Arda Turan’ın taktik bilgisi çok yüksek. Topsuz koşuları ve pozisyon alışıyla oyunu mükemmel okuduğunu gözlemliyoruz. Kenarda kat ettiği mesafenin çok daha azını doğru pozisyon alarak kat ediyor ve daha faydalı oluyor.
Atletico Madrid döneminden aldığı bir dersin Galatasaray’da uygulanması: Çizgide alacağın top sayısının 3’te 1’ini doğru pozisyonda alırsan; az eforla çok fayda sağlarsın. Özellikle hücumda içe kat edişleri, pozisyon oyununda daralması, pas opsiyonları yaratması ve kurduğu üçgenlerle etrafındaki kısa bağlantıları çok iyi kuruyor. Bunlar ligin en çok kısa pas yapan 4. takımı olan Galatasaray için önemli faktörler. Sürekliliği olmayan, 90 dakika maçı az olan bir futbolcudan ana plana böyle bir katkı almak teknik heyeti memnun ediyordur. Ancak bu ana planı tüm sezona yayabilmek için tek fark yaratan oyuncunuz Arda Turan olmamalı. Çünkü bu oyun zihinsel olduğu kadar fiziksel de…
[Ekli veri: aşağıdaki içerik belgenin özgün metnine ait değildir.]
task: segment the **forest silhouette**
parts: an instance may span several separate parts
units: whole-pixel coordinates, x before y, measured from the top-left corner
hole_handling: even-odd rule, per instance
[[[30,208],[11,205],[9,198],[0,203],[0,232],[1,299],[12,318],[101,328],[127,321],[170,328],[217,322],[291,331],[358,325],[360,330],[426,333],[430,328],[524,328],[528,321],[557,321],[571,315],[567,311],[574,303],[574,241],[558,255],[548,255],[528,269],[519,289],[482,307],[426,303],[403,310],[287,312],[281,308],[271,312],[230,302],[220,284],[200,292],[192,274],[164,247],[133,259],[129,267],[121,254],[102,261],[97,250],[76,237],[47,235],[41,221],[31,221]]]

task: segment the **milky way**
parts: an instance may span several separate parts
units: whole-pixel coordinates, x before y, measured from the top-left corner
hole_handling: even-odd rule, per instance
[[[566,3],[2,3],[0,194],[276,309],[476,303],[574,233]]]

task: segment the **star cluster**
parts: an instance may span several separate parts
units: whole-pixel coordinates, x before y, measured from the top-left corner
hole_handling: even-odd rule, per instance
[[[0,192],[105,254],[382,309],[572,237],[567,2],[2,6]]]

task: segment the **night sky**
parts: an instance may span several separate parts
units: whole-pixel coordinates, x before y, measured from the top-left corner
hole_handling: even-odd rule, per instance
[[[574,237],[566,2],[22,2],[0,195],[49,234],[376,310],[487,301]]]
Arda Turan’ın formu ne kadar böyle devam eder, bilemeyiz. Takımına ne kadar daha katkı yapar, tahmin edemeyiz. Arda’nın bu kadar tartışılır olması da bundan kaynaklanıyor zaten: Tahmin edilmesi zor bir karakter. Ancak şu bir gerçek ki Arda Turan futbola aşık. Her büyük aşk gibi ‘Arda ve futbol’ da tarihe yazılacak. Sonu nasıl bitecek? Her şey Arda’nın elinde. Çünkü kalem artık Arda Turan’da…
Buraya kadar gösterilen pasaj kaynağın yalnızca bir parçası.